Exilio #10



(Ilustración de Sara Fratini)


Nos comportamos muy mal. Cada cual utilizó al otro de guarida contra la soledad y los aguaceros. En vez de la pena del desamor, elegimos el ejercicio de la mentira, más fácil y provechosa.

Ya se había dicho antes: gozar es muy parecido al amor y más barato.
Aunque, en nuestro caso, la gracia nos salió cara en muchos sentidos.
Pero no fue culpa de la mentira sino de confundir nuestro teatro con la verdad. Fuimos víctimas, por igual, de chocar violentamente con la realidad por olvidarnos que no éramos más que ficción.


Nuestro amor de fantasía, de baratija, nuestro amor chanchullo, de recortes de escenas cinematográficas, al final logró despistarnos, al punto de creernos nuestras promesas sin fondos y sufrir dolor, el dolor de querernos.
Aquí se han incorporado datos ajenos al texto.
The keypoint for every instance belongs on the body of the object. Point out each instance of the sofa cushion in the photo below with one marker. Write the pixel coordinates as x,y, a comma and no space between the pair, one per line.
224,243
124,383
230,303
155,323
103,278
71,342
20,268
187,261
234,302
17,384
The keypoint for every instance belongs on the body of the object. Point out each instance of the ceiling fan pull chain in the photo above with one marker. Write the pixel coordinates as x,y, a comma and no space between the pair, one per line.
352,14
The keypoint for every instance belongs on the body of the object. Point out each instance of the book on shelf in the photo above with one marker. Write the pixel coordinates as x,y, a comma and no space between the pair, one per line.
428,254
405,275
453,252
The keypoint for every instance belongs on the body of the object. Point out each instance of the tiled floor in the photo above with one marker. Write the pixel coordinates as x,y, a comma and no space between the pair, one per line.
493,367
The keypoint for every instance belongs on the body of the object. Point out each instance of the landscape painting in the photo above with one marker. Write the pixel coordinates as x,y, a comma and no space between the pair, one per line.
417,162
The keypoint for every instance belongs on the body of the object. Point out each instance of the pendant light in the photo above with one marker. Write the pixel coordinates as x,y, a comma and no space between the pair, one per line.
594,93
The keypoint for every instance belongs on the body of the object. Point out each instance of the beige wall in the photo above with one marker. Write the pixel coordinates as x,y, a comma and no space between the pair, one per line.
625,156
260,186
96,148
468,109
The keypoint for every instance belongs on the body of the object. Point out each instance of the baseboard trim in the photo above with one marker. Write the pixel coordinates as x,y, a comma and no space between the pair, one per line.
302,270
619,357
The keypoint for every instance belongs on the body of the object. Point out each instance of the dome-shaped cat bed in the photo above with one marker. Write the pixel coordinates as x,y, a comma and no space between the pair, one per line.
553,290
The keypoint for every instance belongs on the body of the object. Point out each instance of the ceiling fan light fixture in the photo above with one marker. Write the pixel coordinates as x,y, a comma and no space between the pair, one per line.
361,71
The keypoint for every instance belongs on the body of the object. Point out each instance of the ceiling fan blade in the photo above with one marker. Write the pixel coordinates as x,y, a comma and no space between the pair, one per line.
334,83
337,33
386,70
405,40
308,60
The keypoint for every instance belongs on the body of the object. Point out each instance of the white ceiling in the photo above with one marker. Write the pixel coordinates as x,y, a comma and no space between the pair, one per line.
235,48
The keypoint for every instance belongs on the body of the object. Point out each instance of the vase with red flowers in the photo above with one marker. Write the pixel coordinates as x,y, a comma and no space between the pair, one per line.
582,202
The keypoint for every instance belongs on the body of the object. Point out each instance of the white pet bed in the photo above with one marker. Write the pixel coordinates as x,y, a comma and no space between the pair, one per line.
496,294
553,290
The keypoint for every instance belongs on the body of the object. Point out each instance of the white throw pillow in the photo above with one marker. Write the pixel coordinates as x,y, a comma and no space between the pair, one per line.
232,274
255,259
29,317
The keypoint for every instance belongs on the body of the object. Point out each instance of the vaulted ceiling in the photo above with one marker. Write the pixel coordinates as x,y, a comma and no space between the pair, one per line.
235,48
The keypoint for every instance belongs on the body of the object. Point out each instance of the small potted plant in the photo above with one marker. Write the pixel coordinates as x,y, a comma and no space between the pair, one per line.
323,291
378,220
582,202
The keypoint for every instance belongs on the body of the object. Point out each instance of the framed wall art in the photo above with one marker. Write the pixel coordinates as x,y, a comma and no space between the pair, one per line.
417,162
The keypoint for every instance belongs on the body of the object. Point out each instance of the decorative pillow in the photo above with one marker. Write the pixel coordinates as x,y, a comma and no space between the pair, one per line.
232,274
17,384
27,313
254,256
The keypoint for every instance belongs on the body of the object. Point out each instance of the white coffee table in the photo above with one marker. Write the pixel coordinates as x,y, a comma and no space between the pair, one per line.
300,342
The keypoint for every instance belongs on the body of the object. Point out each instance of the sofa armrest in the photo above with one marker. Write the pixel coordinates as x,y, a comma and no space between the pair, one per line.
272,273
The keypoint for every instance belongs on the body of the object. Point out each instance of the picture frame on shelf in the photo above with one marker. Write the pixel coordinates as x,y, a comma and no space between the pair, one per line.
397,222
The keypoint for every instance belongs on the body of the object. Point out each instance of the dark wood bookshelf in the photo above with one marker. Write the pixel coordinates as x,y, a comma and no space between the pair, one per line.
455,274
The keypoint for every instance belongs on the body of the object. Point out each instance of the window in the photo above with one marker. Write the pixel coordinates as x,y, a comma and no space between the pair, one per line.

Un dolor sin fundamentos, como las heridas psicológicas y aquellas lágrimas de cocodrilo que enrojecían tus ojos azules de hechicera medio reptil, de muchacha enamorada de otro y que prefiere llorar por la obstinación de una mentira a recordar que su real amor no le es correspondido.

Pensándolo, concluyo que debimos habernos entregado a la ligereza de nuestro buen sexo, sin ninguna otra atadura que los orgasmos sabrosos que alcanzábamos.
Nuestro error, puta querida, fue desubicar al estómago del corazón, pisar profundo el agua, no como ciegos sino como desesperados, por no enfrentar la soledad ni mucho menos superarla, por preferir el autismo de sembrar sin semillas y querer recoger frutos.
No, no nos quisimos ni nos querremos nunca pero ¡qué bien la pasamos!